It used to be that we had one big annual meeting, with almost 100 speakers, heaps of VIPs, and 1,000 delegates, and then one administrative meeting, with no speakers but lots of working sessions and a meeting of our Steering and Board committees.

It used to be that for either, we'd have our full-time staff of eight, plus two to six interns, to keep things running. Our big meeting would also involve a professional conference company, of course, but our little one was simple and we could manage it ourselves.

But even in the few years I've been with our office, while our "big meeting" gets smaller (we cut a whole day off the program in Japan), our "little meeting" has been getting bigger. And this year in particular, we're short two full-time positions — including "programs manager," the person who would be the single coordinator of meetings. So here in Shanghai, there are six of us (one essentially not involved in the nuts-and-bolts as he's transitioning to leadership), plus one intern, and yet we had a program that involved six speakers and dozens of special guests.

It was overwhelming. And exhausting. And I spent a lot of time running. But on the other hand, running meetings is becoming almost instinctive, and I definitely noticed this time that I could still step back and almost enjoy the drama in what might otherwise be a catastrophic crisis.

Fortunately, there weren't many, and the one big one we did have came out of a parallel meeting that one of our offices called into being only weeks ago. (Even though in the end, as usual, our office will be the one falling on the sword.) Mostly it was having to reset rooms as our meal counts jumped and fell wildly (we were competing with APEC's early program) and fighting with our computer and copier vendor. Not bad, overall, for an "administrative meeting" on steroids.

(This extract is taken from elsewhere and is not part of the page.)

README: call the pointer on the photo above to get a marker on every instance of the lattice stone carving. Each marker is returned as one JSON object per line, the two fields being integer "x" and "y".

Our delegates did their work, and passed their statements, and they ate well and enjoyed live entertainment. But — I had to memorize names and titles, so I'm going to dump them here — they also heard from Xu Kuangdi, Shanghai's mayor, Shi Guansheng, China's minister of foreign trade and economic cooperation, Ambassador John Huntsman, Deputy U.S. Trade Representative, Jim Morgan, Chairman and CEO of Applied Materials, Khoan Vu, Vietnam Minister For Trade, Samuel Bodman, U.S. Deputy Secretary of Commerce, and Derek Williams, Executive Vice President, Oracle - Asia Pacific. Add to that a smattering of local Consul Generals and a few other corporate and government VIPs, and you've got the last three days.

This meeting, though, is significant to me and my colleagues because it is the last meeting for our boss.

He's been the face of our organization for nine years, heading it from Honolulu for seven years, and a friend to all of us. (It's frightening, but I'm one of the staffers that's been in the office the longest.) He's had his quirks, his moments of stress, all sorts of staff-conferred nicknames... but his charisma and relaxed style is why I've stuck around, even when things got hairy. This might be my first job, bit I know many bosses are nothing like mine. I know many offices don't feel anything like a family.

We scrambled on vague direction from other leaders to get him a gift — a Mont Blanc pen — on behalf of the organization, and of course we want to do something for him back home. But I'll tell you, he's not going to get one-millionth out of anyone what he's put in. Just looking at pictures over the years, it's clear he gave his best energy and his best years to us.

He leaves, officially, at the end of November. Assuming the other open staff positions aren't filled (and I doubt they will be, given the budget pinch), that means there'll be five of us working in a suddenly huge office downtown. That's about half of what we had in 1998. And only one other person besides me has more than three conferences under their belt (I've got seven). It won't be the same.